"Najwyższa Izba Kontroli zamierza nadal dbać o to, aby środki publiczne były wydawane jak najlepiej. Dlatego też planujemy bacznie przyglądać się i kontrolować wydatki publicznych środków również tych związanych z realizacją Krajowego Planu Odbudowy czy zapowiadanego tak zwanego Nowego Ładu" – podała NIK w komunikacie.
W komunikacie podkreślono także, że "uprawnienia ustawowe, szczególna pozycja konstytucyjna oraz zasoby kadrowe Najwyższej Izby Kontroli dają jej uprawnienia i kompetencje do kontrolowania także tych wydatków".

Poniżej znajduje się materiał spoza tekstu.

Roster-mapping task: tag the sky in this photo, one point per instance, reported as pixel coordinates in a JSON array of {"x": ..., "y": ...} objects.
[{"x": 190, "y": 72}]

Jak dodano, "wszelkie działania podejmowane przez kontrolerów NIK są wolne od jakichkolwiek sympatii politycznych czy konfliktów. Dotyczy to zarówno byłych, obecnych, jak i przyszłych kontroli NIK".
Nowy Ład
W sobotę o godz. 10 rozpocznie się konwencja programowa Prawa i Sprawiedliwości, na której zostanie zaprezentowany program nazywany Nowym Ładem lub Polskim Ładem. W czasie konwencji, która odbędzie się w formie zdalnej, planowane są wystąpienia m.in. prezesa PiS Jarosława Kaczyńskiego oraz premiera Mateusza Morawieckiego.
Zgodnie z wcześniejszymi zapowiedziami Nowy Ład ma się składać z następujących obszarów: Planu na zdrowie, Uczciwej pracy - godnej płacy, Dekady rozwoju, Rodziny i domu w centrum życia, Polski - naszej ziemi, Przyjaznej szkoły i kultury na nowy wiek, Dobrego klimatu dla firm, Czystej energii - czystego powietrza, CyberPoland 2025, Złotej jesieni życia.
Krajowy Plan Odbudowy
Krajowy Plan Odbudowy musi przygotować każde państwo członkowskie po to, by sięgnąć po środki z nowego unijnego Funduszu Odbudowy. W dokumencie wyodrębniono część grantową i pożyczkową. Z Funduszu Odbudowy Polska będzie miała do dyspozycji około 58 mld euro. Na tę kwotę składa się 23,9 mld euro dotacji i 34,2 mld euro pożyczek.
3 maja rzecznik rządu Piotr Mueller poinformował, że dokumenty związane z Krajowym Planem Odbudowy zostały oficjalnie złożone w Komisji Europejskiej, już w tej formalnej wersji, przez specjalny system informatyczny wykorzystywany przez KE, co zamyka proces składania KPO przez Polskę. Teraz dokument analizuje Bruksela.